In case anyone is wondering how I ended up with ANYTHING, you’re not alone. The day my former husband revealed his crimes to me, March 18, 2009, and told me federal authorities had frozen our bank accounts and our assets, that we were losing everything, I envisioned that, literally, to be the case. In my mind I saw giant government semi trucks, with dark tinted windows, pulling up to my home and removing everything from it, including my clothes, my shoes, furniture, jewelry, my treasures (like a painting my deceased mother painted), etc… In fact, terrible as this may be, one of the things I did that day before I went to bed to not sleep was go to my closet and remove the tags from a pair of jeans I hadn’t worn yet–hoping that if my jeans couldn’t be returned to the store, maybe the government would let me keep them! (I just knew I’d never have money to make a single purchase again in my entire life.)

But I was wrong. Just one more thing I’ve learned from my unexpected life.

In an asset seizure (resulting from a Ponzi scheme, anyway, I don’t know if all asset seizure are the same or different), they let you keep your clothes and your shoes. They allow you to keep your family heirlooms. They even allowed me to keep a lot of my furniture so I could establish my little family in a home in a new place. They were good to my kids. They let them keep their clothes and shoes, bicycles and even allowed me to keep their outdoor playset–but they took their pedal cars, dirt bikes and ATVs, my 16-year-old’s Mini Cooper and other things that were fun but luxury items, non-essential to basic living needs. So contrary to what I envisioned in those first moments of March 18, 2009, it wasn’t quite as dire as losing every single thing I had ever owned, touched or possessed with nothing but a cardboard box to use for clothing AND shelter. (I was shocked and imagined the worst, that day, what can I say?)

It’s very nice that they do that, that they allowed us to keep the basics we would need to live, but I also learned in 2009 that they actually HAVE to do that. They told me they had to, “there are laws in place to protect the innocent,” although sometimes I felt like somehow those laws weren’t enacted on my behalf because there were MANY things that did not work out for me, truth be told. Color me able to relate to the investment scheme victims in that regard, as well, I guess!

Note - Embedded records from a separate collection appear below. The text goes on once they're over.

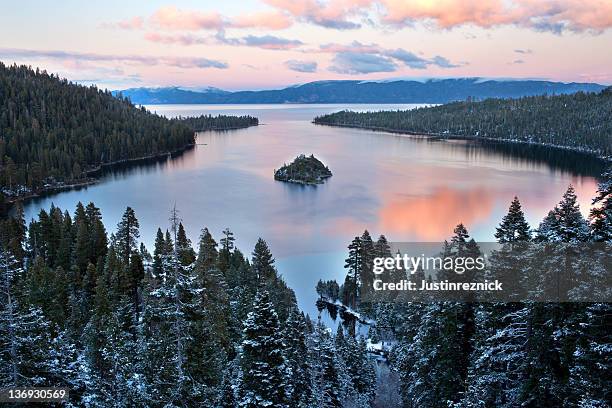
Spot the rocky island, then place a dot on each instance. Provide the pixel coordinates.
(303, 170)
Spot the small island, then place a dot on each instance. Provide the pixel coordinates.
(303, 170)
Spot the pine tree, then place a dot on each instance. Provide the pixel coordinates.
(513, 227)
(350, 291)
(159, 252)
(328, 388)
(264, 372)
(601, 214)
(296, 354)
(24, 332)
(263, 262)
(185, 250)
(98, 237)
(227, 247)
(127, 235)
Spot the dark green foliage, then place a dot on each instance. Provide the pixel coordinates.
(303, 170)
(601, 213)
(265, 375)
(122, 328)
(513, 227)
(55, 131)
(580, 121)
(219, 122)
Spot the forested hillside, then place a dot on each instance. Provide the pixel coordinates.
(581, 121)
(219, 122)
(52, 130)
(358, 91)
(521, 353)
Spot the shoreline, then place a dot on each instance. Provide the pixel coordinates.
(443, 136)
(92, 175)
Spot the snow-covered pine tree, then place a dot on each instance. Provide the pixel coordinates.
(127, 235)
(296, 354)
(513, 227)
(498, 361)
(601, 213)
(25, 347)
(265, 373)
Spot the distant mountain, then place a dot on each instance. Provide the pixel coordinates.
(400, 91)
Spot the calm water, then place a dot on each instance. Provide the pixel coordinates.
(406, 188)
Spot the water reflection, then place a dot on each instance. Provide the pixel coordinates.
(404, 187)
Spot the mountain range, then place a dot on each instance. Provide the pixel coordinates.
(348, 91)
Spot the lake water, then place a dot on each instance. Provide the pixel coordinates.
(409, 189)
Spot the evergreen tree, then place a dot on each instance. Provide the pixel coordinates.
(159, 252)
(24, 332)
(185, 250)
(601, 214)
(296, 354)
(263, 262)
(513, 227)
(265, 379)
(127, 235)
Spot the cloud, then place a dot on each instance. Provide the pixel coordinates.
(267, 42)
(408, 58)
(355, 46)
(301, 66)
(181, 62)
(172, 18)
(556, 16)
(134, 23)
(337, 14)
(183, 39)
(443, 62)
(553, 15)
(356, 63)
(273, 20)
(270, 42)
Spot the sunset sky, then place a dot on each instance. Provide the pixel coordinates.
(260, 44)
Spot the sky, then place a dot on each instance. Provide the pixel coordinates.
(267, 44)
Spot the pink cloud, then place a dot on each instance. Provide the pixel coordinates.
(183, 39)
(272, 20)
(553, 15)
(134, 23)
(172, 18)
(333, 14)
(550, 15)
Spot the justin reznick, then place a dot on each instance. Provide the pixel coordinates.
(406, 285)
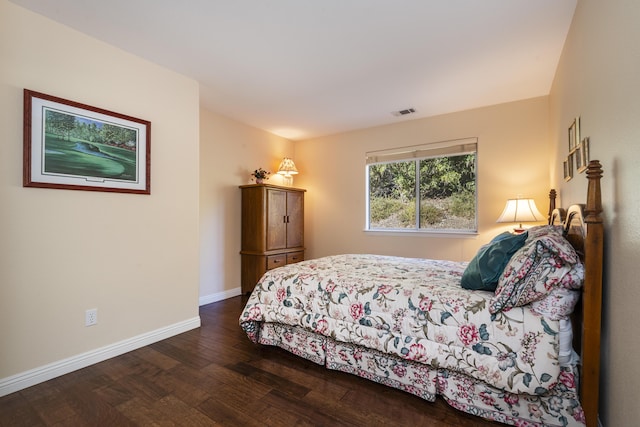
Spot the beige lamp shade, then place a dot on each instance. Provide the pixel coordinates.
(287, 167)
(519, 211)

I learned they can’t seize something that wasn’t paid for with “ill gotten gains”–as they referred to everything I owned that had been purchased by Ponzi scheme proceeds. So I got to keep anything not paid for with those funds. Like things purchased prior to the date the Ponzi scheme began.

Edgar Watson Howe said, ”Everyone has something ancestral, even if it is nothing more than a disease.” That’s true even in my case, former family member of a criminal, with most of her possessions tainted by crime. If I had something my parents had given me, that I’d inherited, I got to keep that stuff too.

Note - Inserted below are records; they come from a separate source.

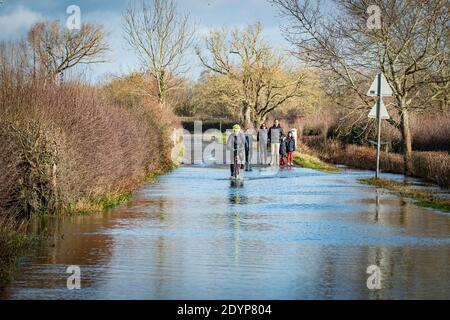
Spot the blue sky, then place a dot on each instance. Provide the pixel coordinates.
(16, 16)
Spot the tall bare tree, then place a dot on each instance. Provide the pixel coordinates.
(160, 36)
(245, 57)
(56, 49)
(410, 46)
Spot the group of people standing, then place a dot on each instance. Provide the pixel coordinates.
(282, 147)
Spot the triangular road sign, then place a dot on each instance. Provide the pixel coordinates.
(383, 111)
(386, 90)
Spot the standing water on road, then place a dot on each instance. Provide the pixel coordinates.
(299, 234)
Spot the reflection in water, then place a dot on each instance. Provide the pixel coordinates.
(298, 235)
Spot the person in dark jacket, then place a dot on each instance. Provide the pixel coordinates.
(283, 152)
(248, 148)
(274, 137)
(290, 148)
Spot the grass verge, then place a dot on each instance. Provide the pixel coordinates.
(421, 198)
(311, 162)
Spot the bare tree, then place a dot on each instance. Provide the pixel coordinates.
(56, 49)
(161, 37)
(410, 47)
(258, 68)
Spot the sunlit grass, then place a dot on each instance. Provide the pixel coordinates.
(311, 162)
(423, 198)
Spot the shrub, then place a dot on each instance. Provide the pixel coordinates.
(65, 145)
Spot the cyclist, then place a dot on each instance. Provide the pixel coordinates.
(236, 144)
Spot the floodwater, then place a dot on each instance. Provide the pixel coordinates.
(298, 234)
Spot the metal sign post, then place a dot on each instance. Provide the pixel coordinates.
(379, 88)
(377, 173)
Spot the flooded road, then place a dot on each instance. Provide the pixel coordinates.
(299, 234)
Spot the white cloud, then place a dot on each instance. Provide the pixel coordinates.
(17, 22)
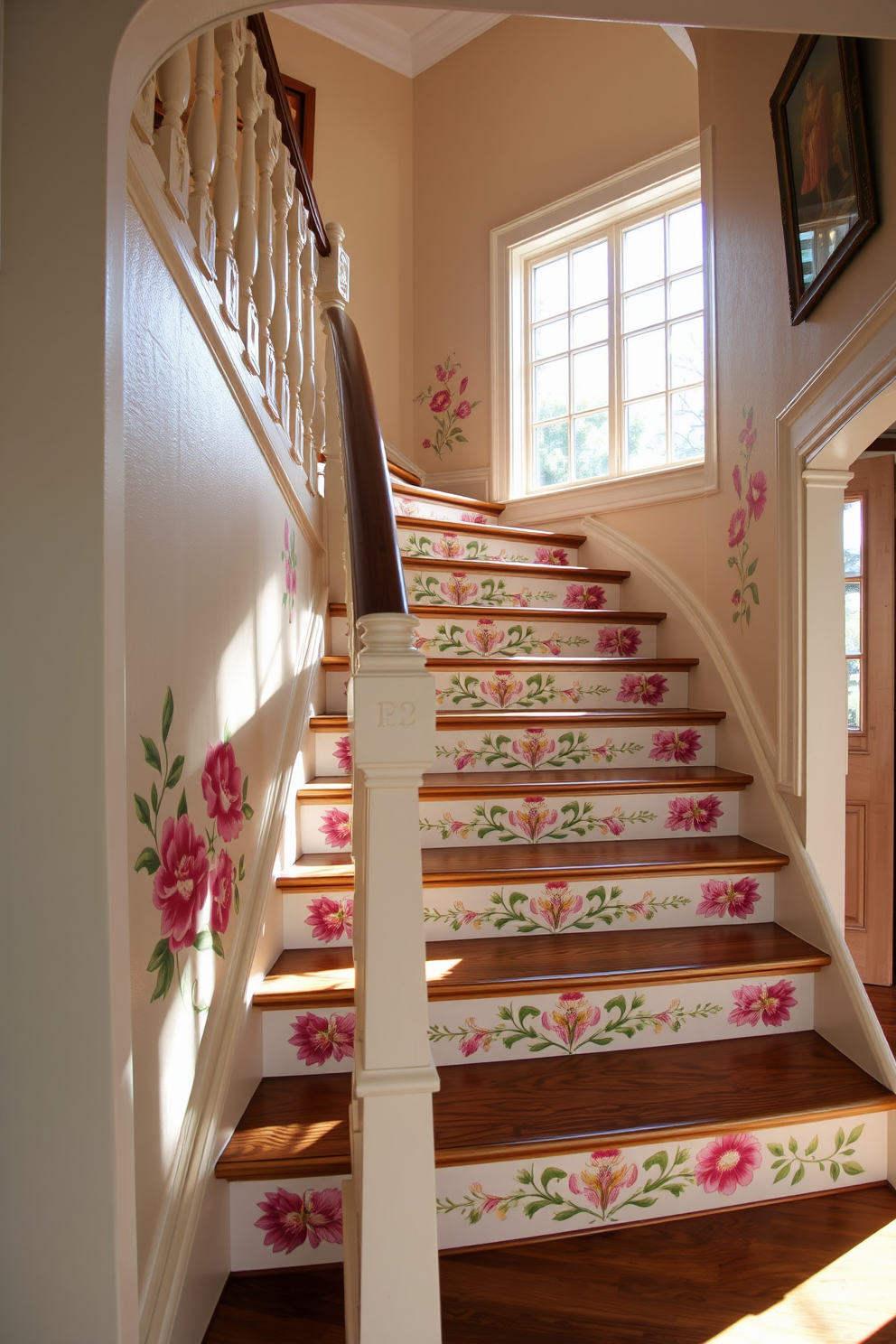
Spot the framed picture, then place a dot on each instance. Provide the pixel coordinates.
(826, 192)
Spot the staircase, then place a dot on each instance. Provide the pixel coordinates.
(622, 1031)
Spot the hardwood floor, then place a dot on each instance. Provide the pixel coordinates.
(673, 1283)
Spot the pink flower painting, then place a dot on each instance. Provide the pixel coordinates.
(605, 1176)
(449, 415)
(570, 1018)
(587, 598)
(767, 1003)
(551, 555)
(617, 641)
(181, 884)
(735, 900)
(678, 745)
(330, 919)
(223, 789)
(636, 688)
(289, 1220)
(727, 1162)
(556, 905)
(319, 1039)
(338, 828)
(694, 813)
(342, 754)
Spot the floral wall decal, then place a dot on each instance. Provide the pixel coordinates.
(290, 561)
(187, 867)
(752, 493)
(449, 413)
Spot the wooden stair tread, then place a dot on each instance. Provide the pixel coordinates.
(510, 966)
(547, 572)
(518, 1109)
(546, 782)
(526, 613)
(512, 534)
(574, 862)
(553, 719)
(424, 492)
(341, 663)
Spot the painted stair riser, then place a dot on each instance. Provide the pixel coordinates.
(562, 817)
(507, 635)
(460, 588)
(545, 1026)
(579, 1190)
(520, 751)
(422, 543)
(551, 908)
(529, 687)
(433, 511)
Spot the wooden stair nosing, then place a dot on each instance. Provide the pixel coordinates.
(553, 719)
(594, 861)
(508, 1110)
(543, 782)
(590, 961)
(524, 613)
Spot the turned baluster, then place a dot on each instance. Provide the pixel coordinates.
(309, 390)
(266, 152)
(170, 143)
(250, 90)
(284, 192)
(201, 141)
(230, 41)
(297, 238)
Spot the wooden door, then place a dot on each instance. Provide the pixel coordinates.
(868, 574)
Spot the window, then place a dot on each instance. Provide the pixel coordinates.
(600, 325)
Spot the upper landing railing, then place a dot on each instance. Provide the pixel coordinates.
(236, 173)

They let you keep gifts, as long as those gifts weren’t given to you by the criminal (in my case, that meant not only did I lose everything of material value I thought I had but also most of the gifts my husband had given to me over the almost two decades we were married!)

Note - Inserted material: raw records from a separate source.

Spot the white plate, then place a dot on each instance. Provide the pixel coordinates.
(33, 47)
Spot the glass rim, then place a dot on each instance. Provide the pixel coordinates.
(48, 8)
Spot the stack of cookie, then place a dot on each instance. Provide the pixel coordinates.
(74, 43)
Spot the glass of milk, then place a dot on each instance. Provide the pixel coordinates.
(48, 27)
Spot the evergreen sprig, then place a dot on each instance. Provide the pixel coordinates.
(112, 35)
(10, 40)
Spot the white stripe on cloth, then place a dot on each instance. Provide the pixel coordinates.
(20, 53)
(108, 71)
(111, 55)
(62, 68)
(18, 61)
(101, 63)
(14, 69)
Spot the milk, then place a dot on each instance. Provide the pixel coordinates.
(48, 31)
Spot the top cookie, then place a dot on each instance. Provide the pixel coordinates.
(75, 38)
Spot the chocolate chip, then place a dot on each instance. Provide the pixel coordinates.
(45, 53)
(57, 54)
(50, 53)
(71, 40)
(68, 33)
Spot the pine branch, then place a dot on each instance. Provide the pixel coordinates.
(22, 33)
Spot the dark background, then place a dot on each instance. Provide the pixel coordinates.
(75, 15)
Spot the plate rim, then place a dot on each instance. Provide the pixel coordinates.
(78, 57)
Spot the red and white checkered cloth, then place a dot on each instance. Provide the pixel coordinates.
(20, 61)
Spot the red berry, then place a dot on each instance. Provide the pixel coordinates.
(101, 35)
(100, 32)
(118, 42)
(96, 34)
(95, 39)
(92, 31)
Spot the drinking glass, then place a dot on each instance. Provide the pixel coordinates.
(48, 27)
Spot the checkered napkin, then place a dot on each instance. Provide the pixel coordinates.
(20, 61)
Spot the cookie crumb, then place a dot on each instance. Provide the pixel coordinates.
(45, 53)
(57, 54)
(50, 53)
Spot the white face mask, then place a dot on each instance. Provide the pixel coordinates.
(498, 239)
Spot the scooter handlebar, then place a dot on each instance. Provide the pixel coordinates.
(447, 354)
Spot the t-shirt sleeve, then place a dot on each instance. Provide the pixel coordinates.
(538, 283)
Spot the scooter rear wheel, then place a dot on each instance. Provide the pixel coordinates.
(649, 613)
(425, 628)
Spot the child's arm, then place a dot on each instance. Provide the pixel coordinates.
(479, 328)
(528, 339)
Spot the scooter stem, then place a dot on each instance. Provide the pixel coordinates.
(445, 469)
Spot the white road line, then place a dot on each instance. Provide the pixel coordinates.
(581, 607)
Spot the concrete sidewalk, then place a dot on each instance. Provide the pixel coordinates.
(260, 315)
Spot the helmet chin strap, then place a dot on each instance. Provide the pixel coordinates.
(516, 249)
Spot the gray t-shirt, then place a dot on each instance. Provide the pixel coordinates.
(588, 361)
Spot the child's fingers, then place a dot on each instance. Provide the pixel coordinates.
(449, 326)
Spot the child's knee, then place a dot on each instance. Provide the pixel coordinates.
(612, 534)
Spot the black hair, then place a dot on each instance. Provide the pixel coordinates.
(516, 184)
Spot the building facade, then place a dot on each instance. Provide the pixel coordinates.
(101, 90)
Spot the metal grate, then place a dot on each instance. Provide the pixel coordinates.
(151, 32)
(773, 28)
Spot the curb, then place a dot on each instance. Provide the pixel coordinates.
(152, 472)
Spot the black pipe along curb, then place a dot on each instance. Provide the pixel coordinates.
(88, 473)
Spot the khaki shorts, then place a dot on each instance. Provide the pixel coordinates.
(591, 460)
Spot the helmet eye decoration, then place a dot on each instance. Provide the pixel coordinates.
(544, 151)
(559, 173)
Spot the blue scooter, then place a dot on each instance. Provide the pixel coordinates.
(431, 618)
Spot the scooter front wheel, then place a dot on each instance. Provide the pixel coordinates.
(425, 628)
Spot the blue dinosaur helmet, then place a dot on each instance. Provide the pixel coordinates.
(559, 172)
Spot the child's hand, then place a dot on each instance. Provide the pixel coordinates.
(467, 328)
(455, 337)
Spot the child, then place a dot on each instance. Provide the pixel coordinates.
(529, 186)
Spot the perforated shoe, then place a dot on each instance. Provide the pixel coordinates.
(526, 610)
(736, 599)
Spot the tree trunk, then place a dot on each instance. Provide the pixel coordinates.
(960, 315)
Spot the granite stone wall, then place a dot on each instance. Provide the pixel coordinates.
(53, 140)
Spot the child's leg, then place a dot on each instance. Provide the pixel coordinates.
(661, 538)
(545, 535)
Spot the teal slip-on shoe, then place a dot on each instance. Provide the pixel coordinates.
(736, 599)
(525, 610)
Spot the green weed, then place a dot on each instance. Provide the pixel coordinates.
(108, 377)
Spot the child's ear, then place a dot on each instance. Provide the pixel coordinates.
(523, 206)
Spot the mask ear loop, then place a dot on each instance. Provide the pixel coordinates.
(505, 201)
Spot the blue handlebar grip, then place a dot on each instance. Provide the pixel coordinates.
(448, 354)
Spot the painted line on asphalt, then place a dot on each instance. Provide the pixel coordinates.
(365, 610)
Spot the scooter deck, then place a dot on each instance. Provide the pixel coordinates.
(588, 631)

However, when you’ve been married 20 years, and to a man who was perpetrating a Ponzi scheme unbeknownst to you, that doesn’t leave much. Most everything, including money, ends up mingled together–which means you lose it when the Feds swoop in and seize all of the valuable assets. But I did end up with a a few things. In particular, my piano (used, from the 1950s, but a good one) and a violin. (MY violin. I’d had it since 1982 and I had it–through the 2009 drama, media coverage, scrutiny of neighbors and others, the asset seizure, my divorce, my move to Utah, my Utah flood and my new life.)

I had my violin until last week, that is.

It was a nice bit of irony, actually. One of my few material possessions of value, my violin, left my possession the same week everything of value from my former life got auctioned off to the highest bidder. And I didn’t even plan it that way.

“I arise in the morning torn between a desire to improve the world and a desire to enjoy the world. This makes it hard to plan the day.” (E.B. White)

The coincidences in an unexpected life.